Knapp 660 Millionen Euro gehen jährlich aus dem Bundeshaushalt an die politischen Stiftungen der Parteien, nichts davon geht an die AfD-Stiftung. Das Geld fließt vor allem an die Stiftungsapparate, an Stipendien, in eine Art Partei-Neben-Außenpolitik, in deren Rahmen diese Stiftungen Auslandsvertretungen auf der ganzen Welt unterhalten. Damit werden (meist traditionelle) Konferenzen und Debatten mit Parteigrößen organisiert und ab und zu werden sogar klobige, akademisch daherkommende Berichte und Analysen fabriziert, die dann – wer hätte das gedacht – online abrufbar sind. Von außen sieht das ein wenig aus wie der Wettlauf des Hasen mit dem Igel: Wo der eine erst hinwill, ist der andere schon längst angekommen. Nur dass der Hase in der Parabel nicht mit 660 Millionen jährlich unterstützt wurde. Die einen haben über eine halbe Milliarde und bleiben analog, die anderen haben nichts, aber sind digital hervorragend aufgestellt.

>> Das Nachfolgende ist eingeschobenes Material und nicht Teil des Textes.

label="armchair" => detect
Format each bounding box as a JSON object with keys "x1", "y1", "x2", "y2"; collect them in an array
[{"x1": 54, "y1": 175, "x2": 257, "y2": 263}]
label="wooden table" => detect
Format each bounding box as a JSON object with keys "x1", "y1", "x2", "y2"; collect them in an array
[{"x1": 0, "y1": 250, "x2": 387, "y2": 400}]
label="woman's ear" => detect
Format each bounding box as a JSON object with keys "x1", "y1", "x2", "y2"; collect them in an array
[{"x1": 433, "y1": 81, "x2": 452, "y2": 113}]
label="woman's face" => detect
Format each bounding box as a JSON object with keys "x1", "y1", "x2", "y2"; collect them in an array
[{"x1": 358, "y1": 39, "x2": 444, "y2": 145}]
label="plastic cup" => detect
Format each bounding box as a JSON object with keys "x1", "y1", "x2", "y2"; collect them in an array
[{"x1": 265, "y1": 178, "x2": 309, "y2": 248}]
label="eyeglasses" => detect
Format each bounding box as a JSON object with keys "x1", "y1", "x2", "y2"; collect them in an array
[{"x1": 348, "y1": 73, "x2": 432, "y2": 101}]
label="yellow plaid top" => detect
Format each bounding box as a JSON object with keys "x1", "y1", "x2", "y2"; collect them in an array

Die AfD wie damals die RAF?Ein Teil der AfD wird nach einem Verbot in den Untergrund gehen, sagen manche der Verbotsgegner. Wir bekommen dann einen rechtsradikalen, vermutlich auch gewaltbereiten oder gewalttätigen Untergrund. Da ist durchaus etwas dran, allerdings nicht besonders viel. Die AfD hat seit ihrem Bestehen den rechtsradikalen Sumpf rechts von ihr weitgehend ausgetrocknet. Dass das BVerfG fand, die NPD sei keine Bedrohung für die politische Ordnung der Bundesrepublik, liegt auch daran, dass deren Sympathisanten und Wähler von der AfD aufgesaugt wurden. Von einem Verbot werden also rechtsradikale Kleinstparteien, Reichsbürger und andere freie Radikale profitieren.
Das ist allerdings nicht unbedingt ein Argument gegen ein Verbot, denn das Ziel eines Verbots ist es ja, die AfD von den Parlamenten und der politischen Macht fernzuhalten, ohne deshalb die Parlamente durch Brandmauern und ewige Anti-AfD-Koalitionen zu blockieren. Wenn sich die AfD-Wählerschaft auf mehreren Parteien aufspaltet (und ein Teil zu BSW, der Linken oder der CDU abwandert) und die dann alle unter der Fünfprozentklausel bleiben, ist das Ziel eines Verbots erreicht. Der Preis dafür ist vielleicht ein größerer, radikaler Untergrund, eine Neuauflage des NSU oder (was aufs Gleiche herauskommt) eine Art Braune Armee Fraktion, die Attentate auf Fremde, Politiker und politische Gegner verübt. Kann sein, aber es gibt auch einiges, was dagegenspricht oder darauf hinweist, dass es so dramatisch nicht werden wird: Im Durchschnitt sind AfD-Mitglieder nämlich ziemlich alt und haben viel zu verlieren. Der fünfzigjährige verbeamtete Familienvater wird nicht in den Untergrund gehen und Schießen lernen, wenn die AfD verboten wird, das werden höchstens junge, abenteuerlustige Leute tun, die nichts zu verlieren haben. Das ist der Unterschied zur RAF, die damals wie ein Fisch im Teich von vielen, vielen Gleichaltrigen der damaligen geburtenstarken Jahrgänge schwimmen konnte. Im Vergleich dazu schnappen die jungen AfD-Fische in einem demographisch ausgetrockneten Flachwasserbecken verzweifelt nach Luft.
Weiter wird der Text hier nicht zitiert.